Untuk itu Negara telah mengatur Undang-Undang Nomor 19 Tahun 2016 Tentang Perubahan atas Undang-Undang Nomor 11 Tahun 2008 tentang Informasi dan Transaksi Elektronik yang selanjutnya disebut dengan UU ITE yang sanksi pidananya telah diatur dalam Pasal 46 ayat (1), (2), (3) UUITE.
Masih hangat dalam ingatan kita terkait penangkapan puluhan pemuda di kab. Soppeng yang di duga melakukan tindak pidana peretasan (hecking) untuk membobol kartu kredit. Tindakan tersebut dilakukan tidak hanya semata-mata untuk mencari keuntungan dan menemukan titik lemah dari si target.
Kejahatan ini dapat digolongkan lebih relatif baru jika dibandingkan dengan kejahatan konvensional lainnya yang selalu mudah dijangkau oleh telinga masyarakat. Bahkan sampai saat ini para ahli belum menyepakati untuk memberikan defenisi baik itu kejahatan dunia maya (cyber crime) maupun tindak pidana peretasan itu sendiri.
Meskipun demikian telah banyak yang menggunakan istilah Siber, kejahatan dunia maya, kejahatan virtual, dan bahkan tetap menggunakan istilah cyber crime.
Jika berdasar pada ketentuan ruang lingkup berlakunya hukum pidana, dalam kasus peretasan (hacking) ini telah diatur dalam KUHP dalam BAB 1 Buku kesatu mengenai batas-batas berlakunya suatu aturan dalam hukum pidana, yang mana hal tersebut termuat sembilan pasal dimulai pasal 1 sampai dengan pasal 9.
Dalam pasal 1 tersebut diatur mengenai batas berlakunya suatu hukum pidana berdasarkan waktu, sedangkan pasal 2 sampai pasal 9 memuat mengenai batas berlakunya hukum pidana berdasarkan atas tempat terjadinya.

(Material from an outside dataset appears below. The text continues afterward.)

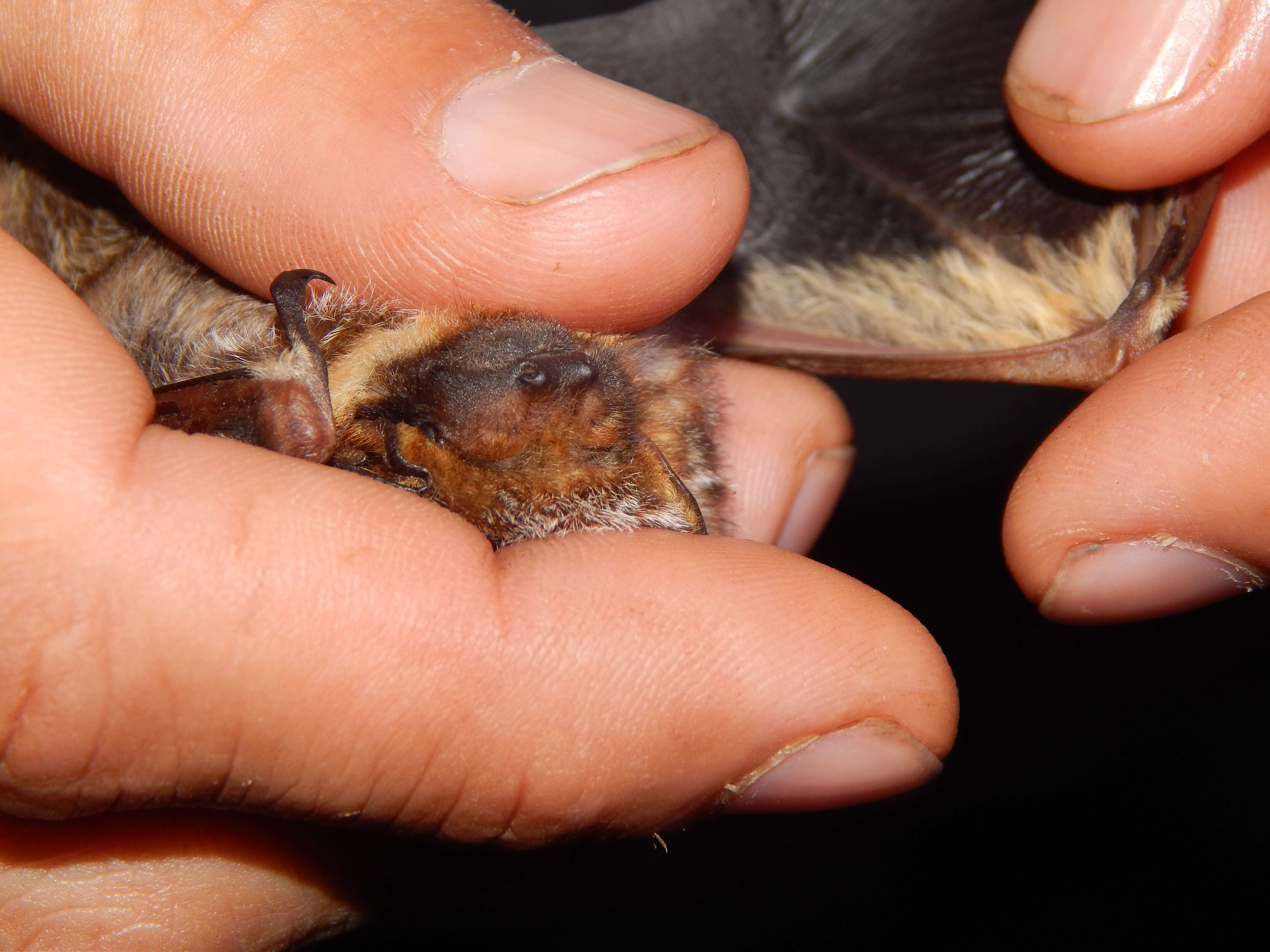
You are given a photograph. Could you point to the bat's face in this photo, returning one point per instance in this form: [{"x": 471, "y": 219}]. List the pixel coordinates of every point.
[{"x": 510, "y": 417}]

Salah satu tantangan penegakan hukum khususnya dalam kejahatan dunia maya memiliki jangkauan yang sangat luas tanpa mengenal batas wilayah teritorial suatu negara, karena kejahatan ini bersifat transnasional. Konon katanya korban pembobolan kartu kredit yang dilakukan sekolompok pemuda di soppeng ini adalah warga negara asing.

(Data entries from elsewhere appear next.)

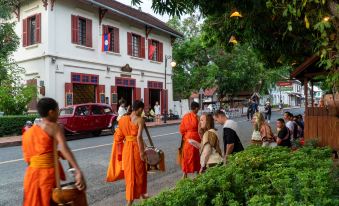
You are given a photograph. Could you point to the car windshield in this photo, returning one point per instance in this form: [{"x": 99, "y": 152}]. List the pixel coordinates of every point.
[{"x": 66, "y": 111}]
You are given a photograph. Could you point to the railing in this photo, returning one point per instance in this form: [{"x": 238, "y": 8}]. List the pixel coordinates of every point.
[{"x": 323, "y": 124}]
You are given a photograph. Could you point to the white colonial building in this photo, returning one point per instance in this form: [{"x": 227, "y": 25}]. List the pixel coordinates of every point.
[{"x": 63, "y": 54}]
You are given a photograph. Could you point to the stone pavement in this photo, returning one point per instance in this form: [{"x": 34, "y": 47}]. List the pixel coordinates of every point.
[{"x": 16, "y": 140}]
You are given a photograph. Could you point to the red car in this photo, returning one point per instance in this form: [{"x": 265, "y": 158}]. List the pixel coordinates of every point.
[{"x": 91, "y": 117}]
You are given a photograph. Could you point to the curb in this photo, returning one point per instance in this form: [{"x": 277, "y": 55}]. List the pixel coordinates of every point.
[{"x": 70, "y": 138}]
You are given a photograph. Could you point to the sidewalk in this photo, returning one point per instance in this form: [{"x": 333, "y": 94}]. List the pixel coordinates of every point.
[{"x": 16, "y": 140}]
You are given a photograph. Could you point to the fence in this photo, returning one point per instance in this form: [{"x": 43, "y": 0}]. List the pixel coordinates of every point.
[{"x": 322, "y": 123}]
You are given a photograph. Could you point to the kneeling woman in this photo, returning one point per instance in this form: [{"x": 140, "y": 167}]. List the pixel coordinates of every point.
[{"x": 210, "y": 152}]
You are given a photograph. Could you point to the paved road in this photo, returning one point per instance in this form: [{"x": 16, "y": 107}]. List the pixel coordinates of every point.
[{"x": 93, "y": 155}]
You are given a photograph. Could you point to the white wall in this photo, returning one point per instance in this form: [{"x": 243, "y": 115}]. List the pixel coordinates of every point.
[{"x": 56, "y": 43}]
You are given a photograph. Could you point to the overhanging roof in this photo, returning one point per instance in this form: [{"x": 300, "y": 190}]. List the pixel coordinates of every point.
[
  {"x": 309, "y": 69},
  {"x": 135, "y": 15}
]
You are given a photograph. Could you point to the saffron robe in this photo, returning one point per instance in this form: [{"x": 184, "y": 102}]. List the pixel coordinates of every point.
[
  {"x": 127, "y": 159},
  {"x": 190, "y": 160},
  {"x": 39, "y": 179}
]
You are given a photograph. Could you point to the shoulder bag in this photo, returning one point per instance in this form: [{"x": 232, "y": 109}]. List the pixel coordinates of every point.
[{"x": 155, "y": 158}]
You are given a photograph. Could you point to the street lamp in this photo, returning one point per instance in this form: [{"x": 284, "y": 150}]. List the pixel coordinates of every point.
[{"x": 173, "y": 64}]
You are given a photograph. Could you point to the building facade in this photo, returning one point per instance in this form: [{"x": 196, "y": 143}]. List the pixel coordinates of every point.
[
  {"x": 291, "y": 93},
  {"x": 100, "y": 51}
]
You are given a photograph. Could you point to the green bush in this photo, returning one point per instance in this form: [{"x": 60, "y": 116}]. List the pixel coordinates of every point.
[
  {"x": 12, "y": 125},
  {"x": 261, "y": 176}
]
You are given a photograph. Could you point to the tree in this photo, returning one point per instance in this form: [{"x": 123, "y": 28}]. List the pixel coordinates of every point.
[
  {"x": 14, "y": 95},
  {"x": 284, "y": 32}
]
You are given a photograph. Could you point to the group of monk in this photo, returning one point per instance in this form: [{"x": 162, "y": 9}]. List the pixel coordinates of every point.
[{"x": 127, "y": 157}]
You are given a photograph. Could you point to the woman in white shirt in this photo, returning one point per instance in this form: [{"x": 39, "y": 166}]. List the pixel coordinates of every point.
[
  {"x": 210, "y": 152},
  {"x": 157, "y": 112}
]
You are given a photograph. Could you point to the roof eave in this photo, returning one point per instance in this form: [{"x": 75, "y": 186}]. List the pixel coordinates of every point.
[{"x": 134, "y": 18}]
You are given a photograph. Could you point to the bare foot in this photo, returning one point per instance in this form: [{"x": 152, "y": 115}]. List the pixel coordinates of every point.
[{"x": 145, "y": 196}]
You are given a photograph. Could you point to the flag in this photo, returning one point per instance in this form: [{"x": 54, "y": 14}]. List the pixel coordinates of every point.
[
  {"x": 151, "y": 51},
  {"x": 106, "y": 42}
]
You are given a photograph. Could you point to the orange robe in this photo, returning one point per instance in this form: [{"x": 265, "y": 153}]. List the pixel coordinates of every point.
[
  {"x": 134, "y": 169},
  {"x": 39, "y": 178},
  {"x": 190, "y": 155}
]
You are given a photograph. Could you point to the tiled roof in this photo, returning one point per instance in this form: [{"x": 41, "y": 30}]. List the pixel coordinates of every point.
[{"x": 134, "y": 14}]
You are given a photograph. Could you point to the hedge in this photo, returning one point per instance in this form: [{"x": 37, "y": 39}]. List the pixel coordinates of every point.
[
  {"x": 12, "y": 125},
  {"x": 260, "y": 176}
]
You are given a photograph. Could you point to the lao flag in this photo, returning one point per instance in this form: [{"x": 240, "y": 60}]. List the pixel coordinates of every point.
[
  {"x": 106, "y": 42},
  {"x": 151, "y": 51}
]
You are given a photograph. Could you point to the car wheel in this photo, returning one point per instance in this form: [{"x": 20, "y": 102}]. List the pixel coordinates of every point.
[
  {"x": 96, "y": 133},
  {"x": 114, "y": 126}
]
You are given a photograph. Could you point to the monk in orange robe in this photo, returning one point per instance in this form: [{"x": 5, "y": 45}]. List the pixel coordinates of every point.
[
  {"x": 190, "y": 160},
  {"x": 37, "y": 145},
  {"x": 131, "y": 158}
]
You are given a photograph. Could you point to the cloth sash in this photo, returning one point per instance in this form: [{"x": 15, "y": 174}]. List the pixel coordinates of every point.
[
  {"x": 42, "y": 161},
  {"x": 131, "y": 138}
]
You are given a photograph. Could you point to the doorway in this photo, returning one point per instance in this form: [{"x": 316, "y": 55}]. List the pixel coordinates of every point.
[
  {"x": 154, "y": 96},
  {"x": 84, "y": 93},
  {"x": 125, "y": 93}
]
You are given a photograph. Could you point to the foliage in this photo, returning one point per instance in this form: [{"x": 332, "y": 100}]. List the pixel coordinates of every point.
[
  {"x": 284, "y": 32},
  {"x": 205, "y": 66},
  {"x": 261, "y": 176},
  {"x": 14, "y": 95},
  {"x": 12, "y": 125}
]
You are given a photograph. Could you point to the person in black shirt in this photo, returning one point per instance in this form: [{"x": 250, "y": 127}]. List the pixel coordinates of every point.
[
  {"x": 232, "y": 142},
  {"x": 284, "y": 136}
]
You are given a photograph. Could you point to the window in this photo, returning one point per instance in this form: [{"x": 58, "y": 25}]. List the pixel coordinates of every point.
[
  {"x": 107, "y": 110},
  {"x": 97, "y": 110},
  {"x": 31, "y": 30},
  {"x": 82, "y": 111},
  {"x": 135, "y": 45},
  {"x": 155, "y": 50},
  {"x": 114, "y": 38},
  {"x": 81, "y": 31},
  {"x": 84, "y": 78},
  {"x": 76, "y": 78},
  {"x": 66, "y": 111},
  {"x": 94, "y": 79}
]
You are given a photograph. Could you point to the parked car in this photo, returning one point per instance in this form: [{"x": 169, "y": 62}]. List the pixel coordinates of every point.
[{"x": 84, "y": 118}]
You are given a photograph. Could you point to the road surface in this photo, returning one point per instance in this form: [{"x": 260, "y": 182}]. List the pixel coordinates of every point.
[{"x": 93, "y": 154}]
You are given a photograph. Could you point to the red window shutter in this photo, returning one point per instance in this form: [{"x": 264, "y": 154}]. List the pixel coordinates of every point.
[
  {"x": 137, "y": 93},
  {"x": 104, "y": 29},
  {"x": 142, "y": 47},
  {"x": 146, "y": 99},
  {"x": 100, "y": 91},
  {"x": 164, "y": 101},
  {"x": 114, "y": 98},
  {"x": 88, "y": 33},
  {"x": 149, "y": 46},
  {"x": 24, "y": 33},
  {"x": 129, "y": 43},
  {"x": 38, "y": 28},
  {"x": 68, "y": 94},
  {"x": 75, "y": 30},
  {"x": 160, "y": 52},
  {"x": 32, "y": 105},
  {"x": 116, "y": 41}
]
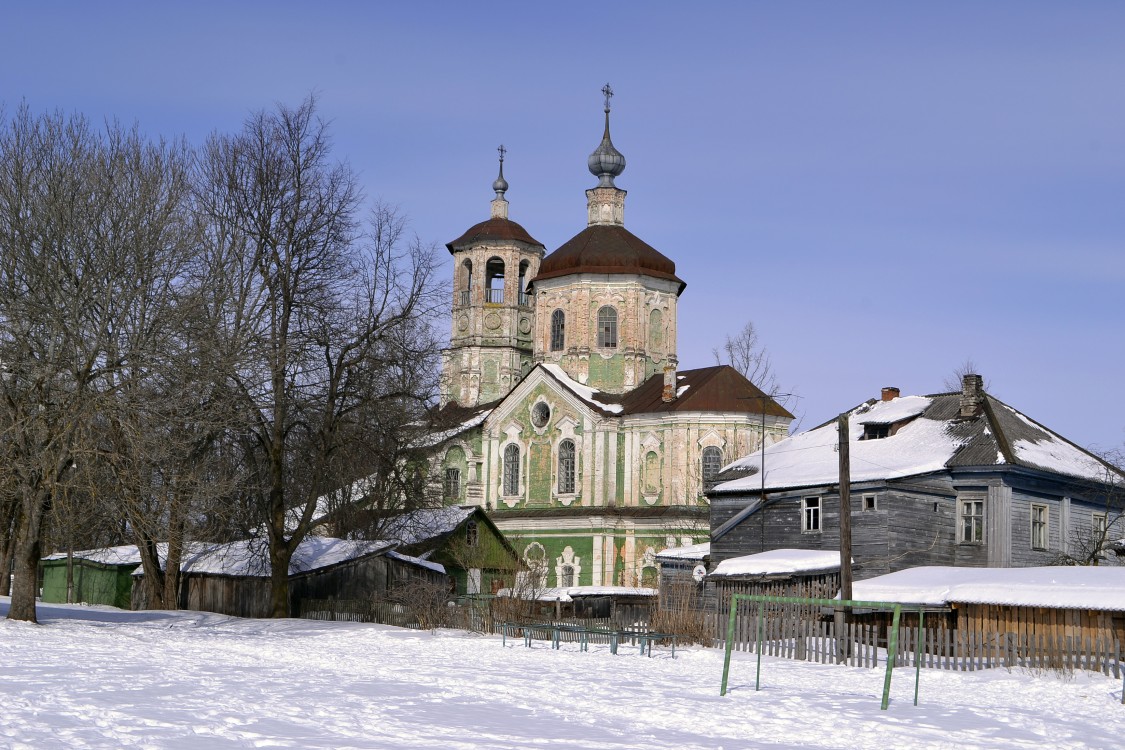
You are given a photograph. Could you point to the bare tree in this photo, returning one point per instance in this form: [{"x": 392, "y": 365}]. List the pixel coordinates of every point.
[
  {"x": 1090, "y": 543},
  {"x": 745, "y": 353},
  {"x": 318, "y": 313},
  {"x": 86, "y": 222}
]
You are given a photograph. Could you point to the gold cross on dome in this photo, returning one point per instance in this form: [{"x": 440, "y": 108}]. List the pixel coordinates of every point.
[{"x": 609, "y": 92}]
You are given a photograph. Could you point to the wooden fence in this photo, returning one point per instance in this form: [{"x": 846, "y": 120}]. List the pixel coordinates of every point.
[{"x": 864, "y": 644}]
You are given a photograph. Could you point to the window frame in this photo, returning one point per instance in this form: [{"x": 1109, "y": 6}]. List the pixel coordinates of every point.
[
  {"x": 558, "y": 331},
  {"x": 567, "y": 467},
  {"x": 452, "y": 482},
  {"x": 979, "y": 530},
  {"x": 1040, "y": 526},
  {"x": 606, "y": 326},
  {"x": 511, "y": 478},
  {"x": 717, "y": 463},
  {"x": 811, "y": 515}
]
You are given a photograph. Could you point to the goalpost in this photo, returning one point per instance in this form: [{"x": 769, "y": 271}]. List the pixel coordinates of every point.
[{"x": 892, "y": 639}]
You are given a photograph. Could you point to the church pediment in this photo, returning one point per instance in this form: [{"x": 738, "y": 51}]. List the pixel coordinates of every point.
[{"x": 539, "y": 403}]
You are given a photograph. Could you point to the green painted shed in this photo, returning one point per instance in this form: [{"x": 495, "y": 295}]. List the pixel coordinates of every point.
[{"x": 100, "y": 576}]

Sehingga kejahatan yang tidak mengenal batas ini mengharuskan yurisdiksi suatu negara terlibat langsung di dalamnya karena sangat jauh dari jangkauan suatu negara. Jika tanpa melakukan kerja sama antar negara kejahatan yang bersifat transnasional ini akan menimbulkan masalahnya sendiri berkenaan dengan yurisdiksi.
Salah satu yang sering menjadi masalah sangat pelik yaitu kendala sebuah teritorial batas negara.
Yurusdiksi dalam hal ini telah mencakup dan bertanggung jawab atas orang, benda atau peristiwa hukum yang terjadi didalamnya. Hukum internasional telah membagi prinsip yang dapat menjadi acuan dalam masalah yurisdiksi yakni prinsip teritorial, prinsip nasionalitas, prinsip perlindungan, dan prinsip universal (Mansur & Gultom, 2005).
Salah satu cara yang dapat dilakukan oleh negara yang memiliki yurisdiksi terhadap pelaku kejahatan yang berada di negara lain adalah dengan meminta kepada negara di tempat pelaku tersebut berada agar dapat menangkap pelaku tersebut. Pertanyaanya sekarang adalah apakah korban pembobolan kartu kredit yang merupakan warga negara asing (WNA) sudah melaporkan ke institusi kepolisian yang ada di negaranya? Dan apakah institusi kepolisian negara lain sudah menghubungi institusi Kepolisian Republik Indonesia (POLRI) untuk menangkap pelaku hacker yang ada di kab. Soppeng???,
Oleh karena itu Kejahatan dunia maya (Cyber Crime) memang membutuhkan kerjasama antar negara.
Yurisdiksi terhadap kejahatan dunia maya khususnya dalam tindak pidana peretasan (hacking) dapat dilaksanakan melalui kerja sama internasional berupa ekstradisi, bantuan hukum timbal balik, dan kerja sama antar penegak hukum.